秦闕環在她腰間的手驀然收緊,祝蘅枝一時不防,半邊身子幾乎是和他貼在了一起,「陛下?」
「剛剛不是還一口一個『哥哥』叫得順口,怎麼朕一來,就生疏成了『陳大人』?」
他語氣淡淡,但祝蘅枝心頭泛上一絲不安來。
秦闕掃了一眼陳聽瀾,問:「陳聽瀾,你是右都御史,行督察之責,那朕倒要問問你,臣子私通皇后,應當如何定罪?算不算欺君之罪?」
祝蘅枝一時關心則亂,畢竟陳聽瀾才從詔獄中放出來,遭不起這樣不間斷的刑罰了,北鎮撫司的手段,她即使沒見過也是聽過的。
秦闕這是衝著要陳聽瀾的命去的。
「陛下,陳大人沒有!」她脫口而出。
陳聽瀾知道秦闕這是故意為難他,只要他找個藉口辭去這右都御史的位子,再申請京官外調,離開洛陽,也就達到了秦闕的目的。
他知道秦闕登基這三年來的為政舉措,無非是為了在千秋萬代的史書上留一個明君的名聲,這種兔死狗烹的子虛烏有之罪名,秦闕不會往他身上安。
但他還是開口晚了。
陳聽瀾張了張口,最終什麼都沒有說出來,但他的神色,被秦闕盡收眼底。
秦闕只是挑了挑眉,而後轉頭看向祝蘅枝,問:「蘅枝這麼擔心他啊?」
祝蘅枝看見他這麼從容不迫,突然就意識到了自己方才失言了。
「也是,他都叫你『皎皎』了,朕都不知道,你還有這麼個小字。」秦闕鬆開了她的雙手,轉而撫上了她的後頸。

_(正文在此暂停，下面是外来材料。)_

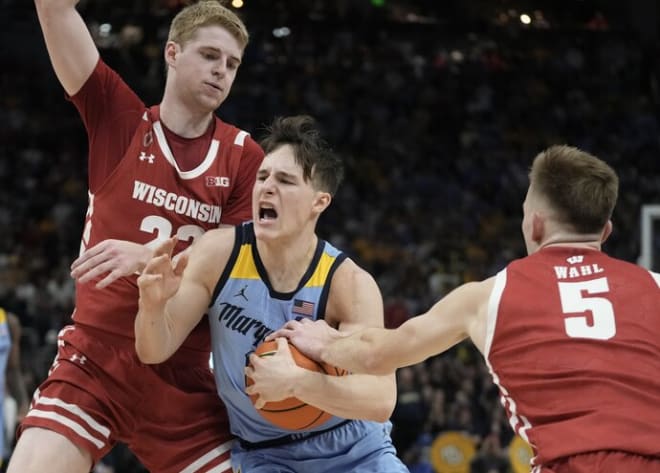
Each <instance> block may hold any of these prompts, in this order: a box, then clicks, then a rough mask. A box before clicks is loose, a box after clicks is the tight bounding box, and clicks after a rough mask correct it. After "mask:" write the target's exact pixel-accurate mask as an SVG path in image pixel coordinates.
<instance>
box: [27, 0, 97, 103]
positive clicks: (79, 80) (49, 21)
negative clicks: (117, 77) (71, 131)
mask: <svg viewBox="0 0 660 473" xmlns="http://www.w3.org/2000/svg"><path fill="white" fill-rule="evenodd" d="M35 4H36V7H37V14H38V16H39V22H40V24H41V29H42V31H43V35H44V39H45V41H46V47H47V48H48V55H49V56H50V60H51V62H52V64H53V69H54V71H55V75H56V76H57V78H58V79H59V81H60V83H61V84H62V87H64V90H65V91H66V92H67V94H69V95H74V94H75V93H76V92H78V91H79V90H80V88H81V87H82V86H83V84H84V83H85V81H86V80H87V78H88V77H89V76H90V74H91V73H92V71H93V70H94V66H95V65H96V62H97V61H98V58H99V53H98V50H97V49H96V45H95V44H94V41H93V40H92V36H91V34H90V32H89V30H88V29H87V25H86V24H85V22H84V21H83V19H82V17H81V16H80V14H79V13H78V11H77V10H76V9H75V7H74V6H64V7H63V6H61V5H57V4H56V2H53V1H49V0H37V1H36V2H35Z"/></svg>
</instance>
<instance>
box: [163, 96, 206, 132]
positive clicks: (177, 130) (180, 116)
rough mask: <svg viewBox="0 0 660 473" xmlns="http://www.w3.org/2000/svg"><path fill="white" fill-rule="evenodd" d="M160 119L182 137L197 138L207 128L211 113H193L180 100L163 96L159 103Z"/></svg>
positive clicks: (174, 131)
mask: <svg viewBox="0 0 660 473" xmlns="http://www.w3.org/2000/svg"><path fill="white" fill-rule="evenodd" d="M160 120H161V121H162V122H163V124H164V125H165V126H166V127H167V128H168V130H170V131H172V132H173V133H176V134H177V135H179V136H181V137H182V138H197V137H200V136H202V135H203V134H204V133H205V132H206V130H208V127H209V124H210V123H211V121H212V120H213V114H212V113H209V112H197V113H195V112H192V111H191V110H190V108H188V107H186V106H185V105H183V104H182V103H180V102H177V101H174V100H167V99H166V98H164V99H163V102H162V103H161V104H160Z"/></svg>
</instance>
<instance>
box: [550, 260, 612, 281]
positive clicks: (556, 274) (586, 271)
mask: <svg viewBox="0 0 660 473" xmlns="http://www.w3.org/2000/svg"><path fill="white" fill-rule="evenodd" d="M566 261H567V262H568V263H569V264H570V265H571V266H555V276H557V279H574V278H580V277H585V276H592V275H594V274H599V273H602V272H603V271H605V270H604V269H603V268H601V267H600V266H598V264H597V263H592V264H583V263H584V256H582V255H577V256H571V257H570V258H567V259H566Z"/></svg>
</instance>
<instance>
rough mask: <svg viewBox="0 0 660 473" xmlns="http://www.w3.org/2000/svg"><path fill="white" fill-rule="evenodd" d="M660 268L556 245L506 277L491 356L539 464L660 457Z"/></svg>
mask: <svg viewBox="0 0 660 473" xmlns="http://www.w3.org/2000/svg"><path fill="white" fill-rule="evenodd" d="M659 284H660V275H658V274H654V273H651V272H649V271H646V270H644V269H642V268H640V267H638V266H635V265H633V264H630V263H626V262H624V261H621V260H617V259H614V258H610V257H608V256H607V255H605V254H604V253H602V252H600V251H593V250H584V249H576V248H560V247H551V248H546V249H543V250H540V251H538V252H537V253H534V254H532V255H531V256H528V257H526V258H523V259H520V260H517V261H514V262H512V263H511V264H510V265H509V266H508V267H507V268H506V269H504V270H503V271H501V272H500V273H499V274H498V275H497V276H496V282H495V287H494V289H493V294H492V295H491V300H490V304H489V314H488V325H487V335H486V344H485V349H484V353H485V355H486V360H487V362H488V364H489V367H490V369H491V372H492V374H493V379H494V381H495V383H496V384H498V385H499V387H500V393H501V395H502V403H503V405H504V407H505V408H506V410H507V412H508V414H509V419H510V423H511V426H512V427H513V428H514V430H515V431H516V432H517V433H519V434H520V435H521V436H522V437H523V438H525V439H527V440H528V441H529V442H530V444H531V445H532V447H533V448H534V449H535V453H536V457H535V458H534V460H533V462H534V464H536V465H542V464H545V463H547V462H549V461H552V460H554V459H557V458H560V457H565V456H568V455H575V454H579V453H584V452H593V451H598V450H618V451H625V452H631V453H635V454H639V455H648V456H656V457H660V288H659Z"/></svg>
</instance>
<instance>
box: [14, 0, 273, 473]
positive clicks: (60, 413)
mask: <svg viewBox="0 0 660 473" xmlns="http://www.w3.org/2000/svg"><path fill="white" fill-rule="evenodd" d="M76 3H77V2H76V1H75V0H36V2H35V4H36V9H37V14H38V17H39V23H40V25H41V28H42V31H43V35H44V39H45V42H46V46H47V49H48V53H49V55H50V58H51V62H52V65H53V68H54V70H55V73H56V76H57V78H58V79H59V81H60V83H61V84H62V86H63V88H64V90H65V92H66V93H67V94H68V96H69V99H70V100H71V102H72V103H73V104H74V105H75V106H76V108H77V109H78V112H79V113H80V116H81V118H82V120H83V122H84V125H85V128H86V130H87V134H88V141H89V159H88V169H89V176H88V181H89V182H88V186H89V206H88V210H87V215H86V219H85V226H84V232H83V235H82V242H81V254H82V257H81V259H79V260H78V261H77V262H76V263H75V264H74V267H73V275H74V277H76V278H77V284H76V301H75V303H76V309H75V312H74V315H73V322H74V323H73V325H71V326H68V327H66V328H64V329H63V330H62V331H61V333H60V336H59V337H58V354H57V357H56V359H55V361H54V363H53V366H52V368H51V370H50V372H49V376H48V378H47V379H46V380H45V381H44V382H43V383H42V384H41V386H39V389H38V391H37V392H36V394H35V396H34V398H33V402H32V406H31V409H30V410H29V412H28V414H27V415H26V417H25V419H24V420H23V422H22V423H21V426H20V428H19V435H20V436H19V439H18V444H17V446H16V448H15V450H14V453H13V455H12V458H11V461H10V464H9V467H8V471H9V472H10V473H32V472H35V473H36V472H39V473H41V472H44V471H48V472H52V473H87V472H89V471H90V470H91V469H92V467H93V465H94V463H96V462H97V461H98V460H99V459H100V458H102V457H103V456H104V455H105V454H107V453H108V452H109V451H110V450H111V449H112V447H113V446H114V445H115V444H116V443H117V442H122V443H125V444H127V445H128V447H129V448H130V449H131V450H132V451H133V453H134V454H135V455H136V457H137V458H138V459H139V460H140V461H141V463H142V464H143V465H144V466H145V467H146V468H147V469H148V470H149V471H157V472H159V473H179V472H181V471H186V472H190V473H193V472H202V471H210V470H213V471H218V472H229V471H231V467H230V464H229V458H228V457H229V446H230V444H231V435H230V433H229V428H228V425H227V419H226V413H225V409H224V406H223V405H222V403H221V402H220V401H219V399H218V397H217V394H216V392H215V384H214V380H213V376H212V373H211V372H210V370H209V367H208V353H209V351H210V337H209V334H208V330H207V328H206V327H204V326H203V325H201V326H200V327H198V328H196V329H195V330H193V331H192V333H191V334H190V337H188V338H187V339H186V340H185V341H184V342H183V344H182V347H181V350H179V352H178V354H177V355H176V356H174V357H172V358H171V359H170V360H168V361H167V363H164V364H161V365H159V366H157V367H154V366H145V365H144V364H142V363H140V362H139V360H138V359H137V356H136V355H135V348H134V346H135V342H134V330H133V323H134V318H135V313H136V312H137V299H138V289H137V282H136V279H137V276H136V275H135V274H134V273H135V271H137V270H139V269H140V268H141V267H142V266H143V265H144V262H145V261H146V260H147V259H148V258H149V257H150V256H151V252H152V251H153V248H155V247H156V246H157V244H158V243H159V242H162V241H165V240H168V239H170V238H173V242H175V245H174V246H175V248H174V249H173V251H174V252H175V253H179V252H181V251H183V250H185V248H187V247H188V246H189V245H190V244H191V242H192V241H193V240H195V239H196V238H198V237H199V236H201V235H202V234H203V233H204V232H205V231H207V230H210V229H214V228H217V227H218V226H221V225H223V224H224V225H233V224H237V223H239V222H241V221H243V220H244V219H247V218H249V217H250V215H251V205H250V199H251V189H252V185H253V183H254V179H255V175H256V170H257V169H258V167H259V164H260V163H261V160H262V159H263V152H262V151H261V149H260V148H259V146H258V145H257V144H256V143H255V142H254V140H252V139H251V138H250V136H249V134H248V133H246V132H245V131H242V130H240V129H238V128H236V127H234V126H232V125H230V124H227V123H225V122H223V121H221V120H220V119H218V118H217V117H216V116H215V113H214V112H215V110H216V109H217V108H218V107H219V106H220V105H221V104H222V103H223V102H224V100H225V99H226V97H227V96H228V94H229V92H230V90H231V88H232V85H233V82H234V79H235V77H236V73H237V70H238V68H239V65H240V63H241V59H242V56H243V51H244V49H245V47H246V45H247V42H248V34H247V30H246V28H245V25H244V24H243V23H242V21H241V20H240V19H239V18H238V17H237V16H236V15H235V14H234V13H233V12H232V11H231V10H229V9H227V8H225V7H223V6H222V5H221V4H220V3H219V2H217V1H201V2H198V3H193V4H191V5H189V6H188V7H186V8H184V9H183V10H181V11H180V12H179V13H178V14H177V15H176V16H175V18H174V19H173V21H172V23H171V25H170V31H169V36H168V40H167V43H166V45H165V48H164V59H165V64H166V66H167V78H166V81H165V89H164V92H163V98H162V101H161V102H160V104H159V105H156V106H147V105H146V104H145V103H144V102H143V101H142V100H141V99H140V98H139V97H138V96H137V95H136V94H135V93H134V92H133V90H131V88H130V87H129V86H128V85H127V84H126V83H125V82H124V81H123V80H122V79H121V77H120V76H119V75H118V74H117V73H116V72H115V71H114V70H112V69H111V68H110V67H108V66H107V65H106V64H105V63H104V62H103V60H102V59H101V58H100V55H99V52H98V50H97V49H96V46H95V45H94V42H93V40H92V37H91V35H90V33H89V31H88V30H87V27H86V25H85V23H84V21H83V19H82V18H81V16H80V14H79V13H78V11H77V10H76ZM110 282H112V284H109V283H110ZM152 389H153V390H154V391H155V392H158V394H159V397H156V398H153V397H150V398H149V401H148V402H145V401H144V400H145V399H146V397H145V392H152V391H151V390H152ZM170 403H172V404H175V405H176V406H177V409H176V410H175V411H174V412H173V413H171V415H170V414H168V415H167V418H165V417H163V416H164V413H165V412H171V410H170V409H168V408H167V406H169V405H171V404H170Z"/></svg>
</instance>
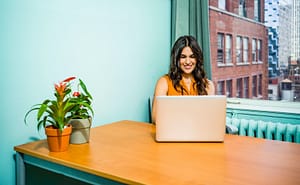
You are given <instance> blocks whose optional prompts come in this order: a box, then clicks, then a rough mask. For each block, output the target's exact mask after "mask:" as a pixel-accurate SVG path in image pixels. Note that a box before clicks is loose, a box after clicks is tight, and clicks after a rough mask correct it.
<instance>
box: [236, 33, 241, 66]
mask: <svg viewBox="0 0 300 185" xmlns="http://www.w3.org/2000/svg"><path fill="white" fill-rule="evenodd" d="M235 50H236V53H235V55H236V62H237V63H242V37H240V36H237V37H236V46H235Z"/></svg>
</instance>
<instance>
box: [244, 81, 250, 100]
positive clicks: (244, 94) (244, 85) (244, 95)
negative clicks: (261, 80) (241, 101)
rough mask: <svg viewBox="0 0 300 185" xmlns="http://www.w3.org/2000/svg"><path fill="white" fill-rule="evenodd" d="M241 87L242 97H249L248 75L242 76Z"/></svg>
mask: <svg viewBox="0 0 300 185" xmlns="http://www.w3.org/2000/svg"><path fill="white" fill-rule="evenodd" d="M243 87H244V89H243V90H244V91H243V94H244V98H249V77H245V78H244V83H243Z"/></svg>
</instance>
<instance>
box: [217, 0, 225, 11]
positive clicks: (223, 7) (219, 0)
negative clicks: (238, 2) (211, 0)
mask: <svg viewBox="0 0 300 185" xmlns="http://www.w3.org/2000/svg"><path fill="white" fill-rule="evenodd" d="M218 8H220V9H223V10H225V9H226V0H219V1H218Z"/></svg>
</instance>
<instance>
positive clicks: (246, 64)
mask: <svg viewBox="0 0 300 185" xmlns="http://www.w3.org/2000/svg"><path fill="white" fill-rule="evenodd" d="M236 65H238V66H248V65H250V63H248V62H247V63H237V64H236Z"/></svg>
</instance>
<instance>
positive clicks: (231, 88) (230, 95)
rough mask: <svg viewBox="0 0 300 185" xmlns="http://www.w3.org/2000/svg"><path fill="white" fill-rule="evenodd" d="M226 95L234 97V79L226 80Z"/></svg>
mask: <svg viewBox="0 0 300 185" xmlns="http://www.w3.org/2000/svg"><path fill="white" fill-rule="evenodd" d="M226 96H227V97H232V80H226Z"/></svg>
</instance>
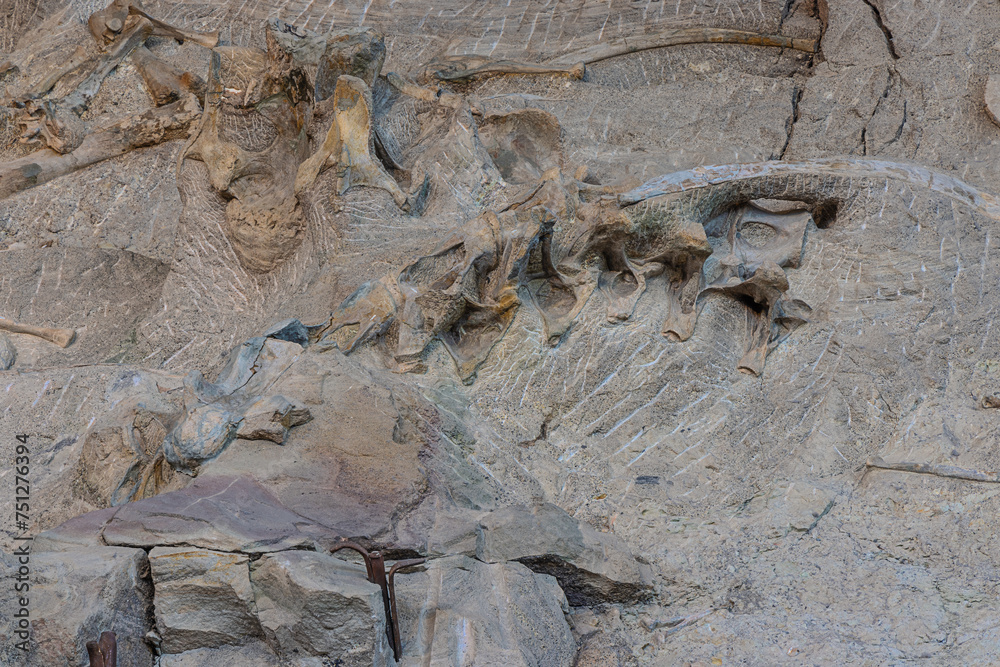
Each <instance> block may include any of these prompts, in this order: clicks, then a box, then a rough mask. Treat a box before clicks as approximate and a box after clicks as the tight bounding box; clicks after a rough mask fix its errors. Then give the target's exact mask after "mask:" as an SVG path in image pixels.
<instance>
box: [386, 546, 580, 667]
mask: <svg viewBox="0 0 1000 667" xmlns="http://www.w3.org/2000/svg"><path fill="white" fill-rule="evenodd" d="M396 596H397V604H398V608H399V615H400V624H401V627H402V635H403V660H402V664H403V665H427V664H430V665H443V664H456V663H457V664H467V665H491V666H492V665H496V666H499V665H510V666H511V667H515V666H517V667H522V666H528V665H530V666H532V667H542V666H543V665H544V666H546V667H547V666H549V665H551V666H552V667H558V666H560V665H562V666H566V667H568V666H569V665H572V664H573V659H574V656H575V654H576V644H575V642H574V640H573V635H572V633H571V632H570V628H569V625H568V624H567V623H566V619H565V617H564V616H563V606H564V605H565V597H564V596H562V594H561V592H560V591H559V587H558V585H557V584H556V583H555V580H554V579H552V577H549V576H547V575H536V574H534V573H532V572H531V571H530V570H529V569H527V568H526V567H524V566H523V565H521V564H520V563H494V564H487V563H481V562H479V561H476V560H473V559H471V558H467V557H464V556H450V557H446V558H440V559H437V560H434V561H431V562H430V563H429V564H428V565H427V567H426V571H423V572H418V573H412V574H406V575H400V576H399V577H398V578H397V579H396Z"/></svg>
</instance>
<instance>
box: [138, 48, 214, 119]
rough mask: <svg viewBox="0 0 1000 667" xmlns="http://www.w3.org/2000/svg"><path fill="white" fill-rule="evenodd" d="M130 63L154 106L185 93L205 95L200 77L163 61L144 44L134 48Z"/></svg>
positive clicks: (158, 105)
mask: <svg viewBox="0 0 1000 667" xmlns="http://www.w3.org/2000/svg"><path fill="white" fill-rule="evenodd" d="M132 64H133V65H135V67H136V69H138V70H139V73H140V74H141V75H142V79H143V81H144V82H145V84H146V89H147V90H149V94H150V95H151V96H152V97H153V104H155V105H156V106H163V105H164V104H170V103H171V102H176V101H177V100H178V99H179V98H180V97H181V96H182V95H184V94H185V93H191V94H193V95H195V96H196V97H198V99H203V98H204V97H205V92H206V88H205V82H204V81H203V80H202V79H201V77H199V76H198V75H197V74H193V73H191V72H184V71H182V70H179V69H177V68H176V67H174V66H172V65H169V64H167V63H165V62H163V61H162V60H160V59H159V58H157V57H156V56H154V55H153V54H152V53H150V51H149V49H147V48H146V47H145V46H140V47H138V48H136V50H135V51H134V52H133V53H132Z"/></svg>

這個動作惹得祝蘅枝一陣輕顫,她好不容易冷靜下來,又被秦闕擾亂了思緒。
「你到底要我如何說,才肯相信陳大人是我的兄長?」祝蘅枝幾乎要聲淚俱下。
她到現在還沒有見到筠兒,陳聽瀾是她除了祝筠外的唯一親人了,她不想他出事。
秦闕眸色複雜,只是用拇指輕輕摩擦著她後頸上細嫩的皮膚,說:「私通冒犯皇后,按律本當處斬,但念及陳聽瀾有從龍之功,死罪可免活罪難逃,廷杖後貶官流放出京。」